You can deploy code to your Lambda function by uploading a zip file archive, or by creating and uploading a container image.

.zip file archives

A .zip file archive includes your application code and its dependencies. When you author functions using the Lambda console or a toolkit, Lambda automatically creates a .zip file archive of your code.

When you create functions with the Lambda API, command line tools, or the Amazon SDKs, you must create a deployment package. You also must create a deployment package if your function uses a compiled language, or to add dependencies to your function. To deploy your function's code, you upload the deployment package from Amazon Simple Storage Service (Amazon S3) or your local machine.

You can upload a .zip file as your deployment package using the Lambda console, Amazon Command Line Interface (Amazon CLI), or to an Amazon Simple Storage Service (Amazon S3) bucket.

Deployment package file permissions

The Lambda runtime needs permission to read the files in your deployment package. In Linux permissions octal notation, Lambda needs 644 permissions for non-executable files (rw-r--r--) and 755 permissions (rwxr-xr-x) for directories and executable files.

In Linux and MacOS, use the chmod command to change file permissions on files and directories in your deployment package. For example, to give an executable file the correct permissions, run the following command.

chmod 755 <filepath>

To change file permissions in Windows, see Set, View, Change, or Remove Permissions on an Object in the Microsoft Windows documentation.

Container images

You can package your code and dependencies as a container image using tools such as the Docker command line interface (CLI). You can then upload the image to your container registry hosted on Amazon Elastic Container Registry (Amazon ECR).

When you invoke the function, Lambda deploys the container image to an execution environment. Lambda initializes any extensions and then runs the function’s initialization code (the code outside the main handler). Note that function initialization duration is included in billed execution time.

Lambda then runs the function by calling the code entry point specified in the function configuration (the ENTRYPOINT and CMD container image settings).

Amazon provides a set of open-source base images that you can use to build the container image for your function code. You can also use alternative base images from other container registries. Amazon also provides an open-source runtime client that you add to your alternative base image to make it compatible with the Lambda service.

Additionally, Amazon provides a runtime interface emulator for you to test your functions locally using tools such as the Docker CLI.

Note

You create each container image to be compatible with one of the instruction set architectures that Lambda supports. Lambda provides base images for each of the instruction set architectures and Lambda also provides base images that support both architectures.

The image that you build for your function must target only one of the architectures.
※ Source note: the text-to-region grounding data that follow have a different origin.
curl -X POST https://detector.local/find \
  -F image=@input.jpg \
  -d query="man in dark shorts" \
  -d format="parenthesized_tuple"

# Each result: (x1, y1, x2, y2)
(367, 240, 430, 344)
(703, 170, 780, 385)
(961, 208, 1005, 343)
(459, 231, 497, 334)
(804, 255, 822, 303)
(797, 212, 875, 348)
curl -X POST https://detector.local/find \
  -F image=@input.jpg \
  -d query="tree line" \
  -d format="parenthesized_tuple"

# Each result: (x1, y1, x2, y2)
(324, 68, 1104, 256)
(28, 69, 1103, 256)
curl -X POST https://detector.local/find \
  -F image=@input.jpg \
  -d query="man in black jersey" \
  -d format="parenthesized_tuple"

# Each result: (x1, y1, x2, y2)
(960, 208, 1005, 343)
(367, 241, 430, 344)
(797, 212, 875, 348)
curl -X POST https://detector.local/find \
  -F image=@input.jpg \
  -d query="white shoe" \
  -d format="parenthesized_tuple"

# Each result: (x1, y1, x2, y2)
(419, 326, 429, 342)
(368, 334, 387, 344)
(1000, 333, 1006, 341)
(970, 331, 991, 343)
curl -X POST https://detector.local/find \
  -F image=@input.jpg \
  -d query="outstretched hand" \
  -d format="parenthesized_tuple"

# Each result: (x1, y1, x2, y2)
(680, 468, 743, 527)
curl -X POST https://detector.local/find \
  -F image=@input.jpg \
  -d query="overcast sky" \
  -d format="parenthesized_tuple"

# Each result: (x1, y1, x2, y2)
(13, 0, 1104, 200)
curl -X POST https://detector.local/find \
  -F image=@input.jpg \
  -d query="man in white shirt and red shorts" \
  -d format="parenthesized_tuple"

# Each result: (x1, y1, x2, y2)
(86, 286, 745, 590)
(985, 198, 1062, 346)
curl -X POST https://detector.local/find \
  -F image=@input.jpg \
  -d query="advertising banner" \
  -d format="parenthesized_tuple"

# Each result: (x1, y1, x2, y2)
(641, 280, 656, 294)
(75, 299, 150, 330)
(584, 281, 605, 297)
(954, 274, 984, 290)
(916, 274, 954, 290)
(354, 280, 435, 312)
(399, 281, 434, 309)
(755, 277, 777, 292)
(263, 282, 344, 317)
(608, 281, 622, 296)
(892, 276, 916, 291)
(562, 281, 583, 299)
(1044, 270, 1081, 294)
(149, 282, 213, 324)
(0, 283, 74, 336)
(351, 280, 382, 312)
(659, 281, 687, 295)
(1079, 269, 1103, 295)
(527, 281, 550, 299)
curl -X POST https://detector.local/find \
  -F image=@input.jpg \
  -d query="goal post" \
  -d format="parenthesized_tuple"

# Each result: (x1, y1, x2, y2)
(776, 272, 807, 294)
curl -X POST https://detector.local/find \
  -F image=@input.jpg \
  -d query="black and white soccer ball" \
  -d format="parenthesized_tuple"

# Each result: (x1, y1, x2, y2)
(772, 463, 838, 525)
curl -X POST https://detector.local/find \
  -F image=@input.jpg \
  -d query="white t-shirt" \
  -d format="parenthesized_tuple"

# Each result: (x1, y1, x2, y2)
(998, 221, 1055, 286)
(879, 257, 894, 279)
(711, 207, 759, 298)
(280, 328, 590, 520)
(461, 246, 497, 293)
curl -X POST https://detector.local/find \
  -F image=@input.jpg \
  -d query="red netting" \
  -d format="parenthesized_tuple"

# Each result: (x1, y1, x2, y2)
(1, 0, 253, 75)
There is no additional charge for packaging and deploying functions as container images. When a function deployed as a container image is invoked, you pay for invocation requests and execution duration. You do incur charges related to storing your container images in Amazon ECR. For more information, see Amazon ECR pricing.

Image security

When Lambda first downloads the container image from its original source (Amazon ECR), the container image is optimized, encrypted, and stored using authenticated convergent encryption methods. All keys that are required to decrypt customer data are protected using Amazon KMS customer managed keys. To track and audit Lambda's usage of customer managed keys, you can view the Amazon CloudTrail logs.